State investigators asked him what the foundation’s policies were to determine whether its payments were proper.

'There’s no policy, just so you understand,' Weisselberg said.

So, thanks to the investigations that have swirled around Donald Trump and company since he began his campaign for the presidency, we have seen an amazingly blatant example of a non-profit charitable foundation used not to improve society, but to support the "broken system," and particularly the advantageous position of the charity's founder within the system.


Further Discussion

This example may be extreme, but it may not be unique.  Vox just published an opinion piece entitled,"The Trump Foundation shows just how preposterously light our oversight of charity is." It noted,

As the political theorist Rob Reich explains in his new book Just Giving, we really don’t expect much from foundations as a matter of public policy.

They don’t have to have a website or some other way for interested charities to contact them about funding. They don’t have to make their giving strategy publicly available or accessible in any way. They do have to fill out 990-F tax forms, which are public and provide some information on their assets, spending, and grant recipients. But those take the form of long, difficult-to-parse tax documents, and crafty philanthropists can get around these requirements by starting up offshore foundations. And there are basically no requirements to speak of beyond filing a 990-F and spending at least 5 percent of assets every year.
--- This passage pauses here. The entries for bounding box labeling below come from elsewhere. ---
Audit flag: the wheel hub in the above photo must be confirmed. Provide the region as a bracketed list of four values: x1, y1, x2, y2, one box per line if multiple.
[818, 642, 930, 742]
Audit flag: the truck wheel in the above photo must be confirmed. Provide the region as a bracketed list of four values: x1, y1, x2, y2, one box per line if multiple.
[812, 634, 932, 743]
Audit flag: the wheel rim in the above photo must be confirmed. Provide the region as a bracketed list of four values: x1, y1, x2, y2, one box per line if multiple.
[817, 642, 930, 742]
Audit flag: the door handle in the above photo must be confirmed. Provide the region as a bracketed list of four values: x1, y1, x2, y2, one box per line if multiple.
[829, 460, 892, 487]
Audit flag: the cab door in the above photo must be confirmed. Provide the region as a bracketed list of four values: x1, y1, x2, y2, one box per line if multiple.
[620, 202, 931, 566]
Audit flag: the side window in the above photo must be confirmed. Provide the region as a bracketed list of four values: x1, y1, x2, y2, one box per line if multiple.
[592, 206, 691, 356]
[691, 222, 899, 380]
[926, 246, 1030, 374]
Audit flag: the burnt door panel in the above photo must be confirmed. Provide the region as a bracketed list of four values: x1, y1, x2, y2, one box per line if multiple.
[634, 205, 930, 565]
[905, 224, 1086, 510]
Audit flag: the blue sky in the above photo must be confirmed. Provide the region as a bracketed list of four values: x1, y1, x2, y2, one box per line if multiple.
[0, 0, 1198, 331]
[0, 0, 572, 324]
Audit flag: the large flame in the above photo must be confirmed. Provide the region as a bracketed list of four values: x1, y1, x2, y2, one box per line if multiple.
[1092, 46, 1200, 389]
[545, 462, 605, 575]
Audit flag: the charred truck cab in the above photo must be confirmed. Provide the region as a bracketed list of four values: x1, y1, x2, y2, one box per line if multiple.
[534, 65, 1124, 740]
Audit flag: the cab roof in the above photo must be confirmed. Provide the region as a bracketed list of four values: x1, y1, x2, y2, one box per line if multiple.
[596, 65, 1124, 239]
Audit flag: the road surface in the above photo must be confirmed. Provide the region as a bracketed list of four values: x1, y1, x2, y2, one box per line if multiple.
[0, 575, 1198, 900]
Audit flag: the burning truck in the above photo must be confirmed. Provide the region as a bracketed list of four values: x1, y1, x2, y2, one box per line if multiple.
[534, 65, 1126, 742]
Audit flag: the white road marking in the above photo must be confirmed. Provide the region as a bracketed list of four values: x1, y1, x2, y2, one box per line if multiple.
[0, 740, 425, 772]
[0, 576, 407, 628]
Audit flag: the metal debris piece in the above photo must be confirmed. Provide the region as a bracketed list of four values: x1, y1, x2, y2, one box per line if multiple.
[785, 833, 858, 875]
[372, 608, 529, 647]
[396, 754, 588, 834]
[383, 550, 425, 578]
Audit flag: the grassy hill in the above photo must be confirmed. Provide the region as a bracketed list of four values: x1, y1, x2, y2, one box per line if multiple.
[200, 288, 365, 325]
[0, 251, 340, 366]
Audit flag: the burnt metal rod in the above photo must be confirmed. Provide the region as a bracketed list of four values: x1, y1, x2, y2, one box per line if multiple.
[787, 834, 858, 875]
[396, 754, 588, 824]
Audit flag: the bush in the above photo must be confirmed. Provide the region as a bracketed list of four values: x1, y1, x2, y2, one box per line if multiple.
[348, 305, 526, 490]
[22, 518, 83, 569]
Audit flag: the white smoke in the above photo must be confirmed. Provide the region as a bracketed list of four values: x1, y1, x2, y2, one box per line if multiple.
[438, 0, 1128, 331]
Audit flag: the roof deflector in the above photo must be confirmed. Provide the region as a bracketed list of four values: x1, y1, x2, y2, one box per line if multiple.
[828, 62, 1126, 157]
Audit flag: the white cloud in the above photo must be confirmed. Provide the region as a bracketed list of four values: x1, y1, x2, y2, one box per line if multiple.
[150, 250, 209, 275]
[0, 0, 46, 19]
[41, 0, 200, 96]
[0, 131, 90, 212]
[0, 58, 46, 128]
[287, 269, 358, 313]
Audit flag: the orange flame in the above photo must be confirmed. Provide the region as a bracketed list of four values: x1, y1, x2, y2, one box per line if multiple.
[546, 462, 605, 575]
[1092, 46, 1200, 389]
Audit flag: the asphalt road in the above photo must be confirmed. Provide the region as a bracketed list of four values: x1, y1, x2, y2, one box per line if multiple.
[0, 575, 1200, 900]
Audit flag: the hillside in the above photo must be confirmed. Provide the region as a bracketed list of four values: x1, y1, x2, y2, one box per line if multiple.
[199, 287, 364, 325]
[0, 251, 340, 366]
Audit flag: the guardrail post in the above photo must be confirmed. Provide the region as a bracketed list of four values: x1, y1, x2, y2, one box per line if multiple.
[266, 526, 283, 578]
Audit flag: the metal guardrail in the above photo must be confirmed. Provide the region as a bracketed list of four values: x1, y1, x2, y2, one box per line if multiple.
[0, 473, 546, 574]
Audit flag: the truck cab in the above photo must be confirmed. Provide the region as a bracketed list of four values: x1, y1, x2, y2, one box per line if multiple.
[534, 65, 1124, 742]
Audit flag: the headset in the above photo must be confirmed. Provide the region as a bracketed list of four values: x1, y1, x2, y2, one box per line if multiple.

'Foundations are often black boxes, stewarding and distributing private assets for public purposes, as identified and defined by the donor, about which the public knows very little and can find out very little,' Reich writes.

Maybe the revelations about the Trump Foundation will inspire a more skeptical look at "do-gooder" foundations.  We need to know the extent to which they are devoted to the interests of rich insiders rather than of society at large.  Per Giridharadas, shining more light on their obscure operations might inspire them to start

listening to more of society’s losers, and fewer winners. 'The powerful are very good at disseminating their own bullshit,” he says. 'They don’t need the intellectual reputation laundering of ideas festivals to make their heavily marketed bullshit smell even sweeter.'

'I sincerely believe,' he says, 'that had more of the institutions of this country – and particularly those involved in thinking and ideas, not just conferences but all kinds of things – been more skeptical of elite fantasies and more mindful of what was actually going on in other people’s lives in this country, I think it’s very possible we wouldn’t have orange Mussolini in the White House.

We also could have had real health care reform.